Bronchial asthma, bronchitis;
Gastritis, peptic ulcer, pancreatitis, colitis;
hypertension, arrhythmia, coronary heart disease;
arthritis and arthritis, radiculitis;
Psychosomatic recognized such diseases as irritable bowel syndrome, neurodermatitis, eczema, allergic dermatitis, and many other skin and other diseases.
Some specialists recognize only this type of depression – somatized – as “masked”, categorizing other types as “atypical”.

Somatized depression often causes considerable difficulty for general practitioners in making an accurate diagnosis. However, there are fairly clear criteria for the diagnosis of masked depressions:

Inconsistency between subjective feelings and objective findings;
lack of effect from traditional treatment;
effect of antidepressant therapy and psychotherapy.
Depression, whatever it is, is a pathological condition, not a variant of the norm, and requires mandatory specialized care!

The good news is that depression can be treated!

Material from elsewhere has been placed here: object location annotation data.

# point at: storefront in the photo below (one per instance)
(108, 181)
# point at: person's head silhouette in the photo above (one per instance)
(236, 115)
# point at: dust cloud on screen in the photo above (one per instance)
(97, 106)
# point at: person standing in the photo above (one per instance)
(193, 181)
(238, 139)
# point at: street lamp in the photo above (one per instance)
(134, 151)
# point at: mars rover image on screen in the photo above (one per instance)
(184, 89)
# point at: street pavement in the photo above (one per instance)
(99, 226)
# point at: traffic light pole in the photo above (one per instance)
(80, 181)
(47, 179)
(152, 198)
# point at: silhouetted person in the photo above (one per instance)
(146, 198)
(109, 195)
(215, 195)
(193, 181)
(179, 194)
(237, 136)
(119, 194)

If they are treated. Although so many people suffering from this disorder seriously hope that depression can “go away by itself. Here’s where I want to disappoint you: Depression can “go away” in very, very rare cases (the exception rather than the rule). For example, if the circumstances of your life suddenly change from very unpleasant to very, very pleasant (which, mind you, is uncommon). It’s more common to encounter a different, rather sad picture in the form of “neglected” depressions. Untreated depressions can last for years or even decades! The longer the depression lasts, the longer it takes to treat it afterwards!